The record is stark in its production too. With little complex instrumentation aside from an acoustic guitar, it can feel barren, but it’s entirely appropriate. It captures a man’s grief in the most profound way. Heartbreaking.  

Favourite track: “Real Death”

New Tracks of The Week

Drake Ft. Skepta: “Skepta Interlude” – Rather than just giving Skepta a guest verse on Drake’s new “playlist”,  Drake has given the UK’s king of grime a full track. It’s leant Skepta a huge streaming boost and shows how grime is gaining rightful recognition on the other side of the pond.

Gorillaz Ft. D.R.A.M.: “Andromeda” & Gorillaz Ft. Vince Staples: “Ascension” – Gorillaz released a track in January featuring Mercury Prize winning British singer, Benjamin Clementine. Now, they’ve dropped four tracks together from their upcoming album “Humanz”. “Andromeda” and “Ascension”

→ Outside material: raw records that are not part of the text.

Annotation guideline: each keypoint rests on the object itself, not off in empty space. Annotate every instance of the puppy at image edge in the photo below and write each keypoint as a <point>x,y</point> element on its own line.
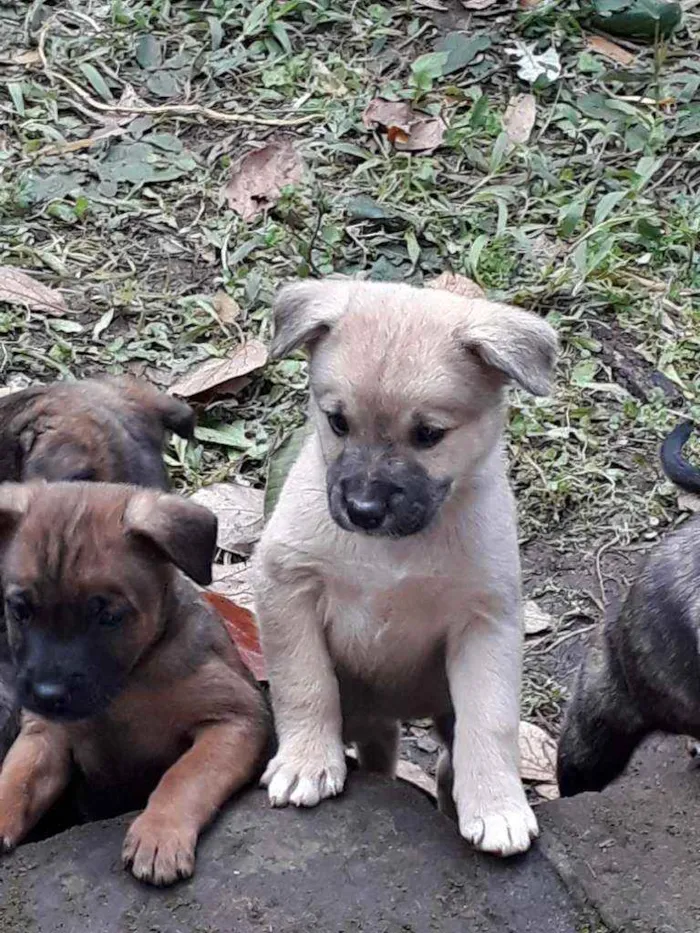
<point>388,578</point>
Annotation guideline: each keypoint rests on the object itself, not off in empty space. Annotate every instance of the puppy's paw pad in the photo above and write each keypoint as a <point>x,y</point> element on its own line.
<point>158,853</point>
<point>303,784</point>
<point>506,833</point>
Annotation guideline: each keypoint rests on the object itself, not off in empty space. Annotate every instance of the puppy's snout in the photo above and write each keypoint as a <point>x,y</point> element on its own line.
<point>50,692</point>
<point>367,508</point>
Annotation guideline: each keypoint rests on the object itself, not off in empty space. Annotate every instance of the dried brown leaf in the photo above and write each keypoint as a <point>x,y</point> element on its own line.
<point>412,773</point>
<point>610,50</point>
<point>235,581</point>
<point>458,284</point>
<point>408,130</point>
<point>239,510</point>
<point>536,620</point>
<point>226,308</point>
<point>538,755</point>
<point>222,377</point>
<point>17,287</point>
<point>520,117</point>
<point>256,181</point>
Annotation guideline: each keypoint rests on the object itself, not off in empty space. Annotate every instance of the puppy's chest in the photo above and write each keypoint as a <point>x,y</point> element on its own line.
<point>372,618</point>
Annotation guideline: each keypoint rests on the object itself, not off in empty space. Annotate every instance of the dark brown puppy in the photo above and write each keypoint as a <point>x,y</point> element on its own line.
<point>127,678</point>
<point>110,430</point>
<point>642,671</point>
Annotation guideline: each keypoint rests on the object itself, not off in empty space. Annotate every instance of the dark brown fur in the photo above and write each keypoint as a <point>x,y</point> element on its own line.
<point>186,725</point>
<point>110,430</point>
<point>642,673</point>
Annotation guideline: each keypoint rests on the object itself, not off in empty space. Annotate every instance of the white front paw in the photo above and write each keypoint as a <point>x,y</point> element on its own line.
<point>303,776</point>
<point>504,830</point>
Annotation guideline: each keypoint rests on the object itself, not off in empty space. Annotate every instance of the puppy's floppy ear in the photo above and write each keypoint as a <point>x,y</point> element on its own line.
<point>181,530</point>
<point>519,344</point>
<point>303,312</point>
<point>174,414</point>
<point>14,504</point>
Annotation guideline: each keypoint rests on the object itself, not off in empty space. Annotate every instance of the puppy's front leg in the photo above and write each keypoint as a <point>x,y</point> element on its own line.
<point>34,773</point>
<point>484,667</point>
<point>310,763</point>
<point>160,844</point>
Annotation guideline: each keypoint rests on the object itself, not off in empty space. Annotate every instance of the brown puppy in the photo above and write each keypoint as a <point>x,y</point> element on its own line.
<point>110,430</point>
<point>126,677</point>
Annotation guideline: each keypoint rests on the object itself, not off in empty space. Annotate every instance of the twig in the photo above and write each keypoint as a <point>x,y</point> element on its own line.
<point>182,110</point>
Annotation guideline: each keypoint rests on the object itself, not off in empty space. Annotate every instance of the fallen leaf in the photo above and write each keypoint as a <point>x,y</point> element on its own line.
<point>226,308</point>
<point>536,620</point>
<point>610,50</point>
<point>408,130</point>
<point>222,376</point>
<point>239,510</point>
<point>549,791</point>
<point>458,285</point>
<point>256,182</point>
<point>538,755</point>
<point>235,582</point>
<point>520,117</point>
<point>412,773</point>
<point>688,502</point>
<point>241,626</point>
<point>461,50</point>
<point>533,65</point>
<point>280,464</point>
<point>17,287</point>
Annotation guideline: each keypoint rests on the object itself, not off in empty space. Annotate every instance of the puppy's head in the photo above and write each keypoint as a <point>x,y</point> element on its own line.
<point>103,430</point>
<point>407,391</point>
<point>85,576</point>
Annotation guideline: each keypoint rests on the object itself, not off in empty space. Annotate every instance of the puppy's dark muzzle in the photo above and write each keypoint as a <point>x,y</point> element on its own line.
<point>374,492</point>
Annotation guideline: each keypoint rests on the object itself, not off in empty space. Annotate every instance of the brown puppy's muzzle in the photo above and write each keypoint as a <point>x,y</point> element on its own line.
<point>372,491</point>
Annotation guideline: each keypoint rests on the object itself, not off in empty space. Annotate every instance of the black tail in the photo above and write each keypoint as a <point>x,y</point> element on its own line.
<point>678,470</point>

Kendrick Lamar: “The Heart Part 4” – Correctly proclaiming himself the “greatest rapper alive”, Lamar has surprise-released (doesn’t everyone now), a new track. It’s a slow-starter, until Lamar begins a breathless series of verses, having a dig at Trump and ending enigmatically, “Y’all got ’til April the 7th to get ya’ll s*** together”. Hopefully, it’s a new album.